Il était une fois un site de désinformation
Mais alors d’où vient cette désinformation ? Certaines publications diffusées en ligne citent comme source le site undergroundreportorg.wordpress.com. Sur ce dernier, Les Surligneurs ont en effet retrouvé un article daté du 20 février 2017 intitulé « WikiLeaks : Obama a dirigé un réseau de pédophiles à partir de la Maison-Blanche ». Les premières lignes sont similaires aux propos repris par certains internautes.

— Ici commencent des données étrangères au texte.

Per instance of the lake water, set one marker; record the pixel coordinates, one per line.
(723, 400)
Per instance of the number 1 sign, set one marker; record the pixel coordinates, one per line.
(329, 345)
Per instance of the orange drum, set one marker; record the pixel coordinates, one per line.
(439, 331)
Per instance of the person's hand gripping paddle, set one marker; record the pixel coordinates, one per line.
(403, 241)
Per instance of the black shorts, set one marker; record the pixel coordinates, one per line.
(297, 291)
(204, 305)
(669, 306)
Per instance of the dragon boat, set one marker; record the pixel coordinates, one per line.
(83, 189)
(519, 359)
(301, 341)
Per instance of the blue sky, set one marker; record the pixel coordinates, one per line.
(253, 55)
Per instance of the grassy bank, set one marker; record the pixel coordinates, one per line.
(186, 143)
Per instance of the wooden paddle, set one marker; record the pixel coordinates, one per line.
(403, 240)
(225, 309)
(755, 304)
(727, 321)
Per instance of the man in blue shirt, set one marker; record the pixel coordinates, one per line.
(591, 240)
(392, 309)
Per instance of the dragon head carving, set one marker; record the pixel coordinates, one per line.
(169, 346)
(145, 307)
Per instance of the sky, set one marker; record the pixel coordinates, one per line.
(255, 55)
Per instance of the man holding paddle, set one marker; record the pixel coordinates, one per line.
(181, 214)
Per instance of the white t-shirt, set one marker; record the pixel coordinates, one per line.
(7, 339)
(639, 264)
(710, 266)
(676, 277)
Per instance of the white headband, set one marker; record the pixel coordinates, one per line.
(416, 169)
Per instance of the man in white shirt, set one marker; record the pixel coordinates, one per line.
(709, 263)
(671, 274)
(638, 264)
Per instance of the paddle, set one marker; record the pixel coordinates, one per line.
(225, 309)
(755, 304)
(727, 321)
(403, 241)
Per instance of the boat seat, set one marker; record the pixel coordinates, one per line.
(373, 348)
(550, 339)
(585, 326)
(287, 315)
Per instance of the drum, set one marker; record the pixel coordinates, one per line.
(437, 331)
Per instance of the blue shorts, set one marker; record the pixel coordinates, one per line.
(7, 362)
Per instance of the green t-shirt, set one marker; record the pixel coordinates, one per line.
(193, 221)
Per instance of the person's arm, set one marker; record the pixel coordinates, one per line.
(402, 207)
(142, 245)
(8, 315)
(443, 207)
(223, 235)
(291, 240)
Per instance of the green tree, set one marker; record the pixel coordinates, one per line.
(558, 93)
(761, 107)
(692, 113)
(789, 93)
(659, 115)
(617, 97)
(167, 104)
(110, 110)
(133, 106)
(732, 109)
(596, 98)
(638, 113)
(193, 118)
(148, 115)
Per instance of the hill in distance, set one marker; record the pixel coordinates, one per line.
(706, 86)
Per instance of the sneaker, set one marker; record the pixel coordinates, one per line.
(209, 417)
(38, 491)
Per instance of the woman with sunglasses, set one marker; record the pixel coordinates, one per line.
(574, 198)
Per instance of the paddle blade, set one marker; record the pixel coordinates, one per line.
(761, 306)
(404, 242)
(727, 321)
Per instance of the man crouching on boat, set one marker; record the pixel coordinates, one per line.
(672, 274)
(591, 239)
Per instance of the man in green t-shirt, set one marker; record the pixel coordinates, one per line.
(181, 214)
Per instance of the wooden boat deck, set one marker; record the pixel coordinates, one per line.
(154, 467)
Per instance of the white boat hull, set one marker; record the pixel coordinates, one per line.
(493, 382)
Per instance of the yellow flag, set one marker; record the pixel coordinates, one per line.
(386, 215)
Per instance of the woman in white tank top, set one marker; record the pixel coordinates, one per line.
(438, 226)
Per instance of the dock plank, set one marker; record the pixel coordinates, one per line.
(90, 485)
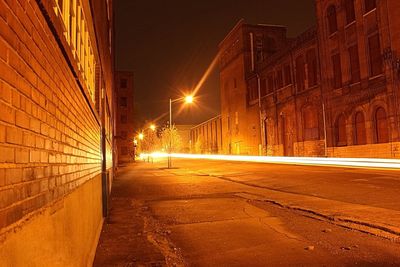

Mais ce site n’est pas un média d’information, comme l’ont déjà démontré des organisations de vérification de faits. Un article de PolitiFact met en lumière la supercherie de ce site. Il s’agirait d’un plaisantin qui s’amusait à écrire de fausses histoires afin de tester la crédulité du public. Comme le rapportent nos confrères de Lead Stories, il avait d’abord créé un premier site où apparaît notamment le faux article sur Barack Obama, puis il en avait créé un deuxième qui n’est aujourd’hui plus accessible.
Ce n’est pas la première fois que l’ancien président démocrate est victime de ce type d’infox. En mai 2023, un papier de The Associated Press débunkait que non, Barack Obama n’avait pas « retiré 500 000 pédophiles d’une base de données de vérification des antécédents ». Deux mois plus tard, nos confrères de Reuters démentaient que l’ancien locataire de la Maison-Blanche avait déclaré que « les pédophiles méritaient les mêmes droits que la communauté LGBTQ+ ».
Pizzagate et QAnon
Barack Obama n’est pas le seul démocrate victime de cette désinformation. Au cœur de la campagne présidentielle de 2016, une théorie du complot visait notamment le directeur de campagne d’Hillary Clinton, John Podesta. Les partisans du « Pizzagate » affirmaient qu’un réseau de pédophilie s’organisait dans une pizzeria de Washington.
Cette fake news était justement née après que WikiLeaks ait révélé des courriels du directeur de campagne de l’ancienne candidate démocrate à la présidentielle, mais dont aucun ne fait référence à un quelconque réseau pédophile. Cette désinformation est notamment reprise dans la mouvance QAnon, dont les partisans sont convaincus qu’une élite mondiale se livrerait à un trafic d’enfants. Le tout, sans aucune preuve à l’appui.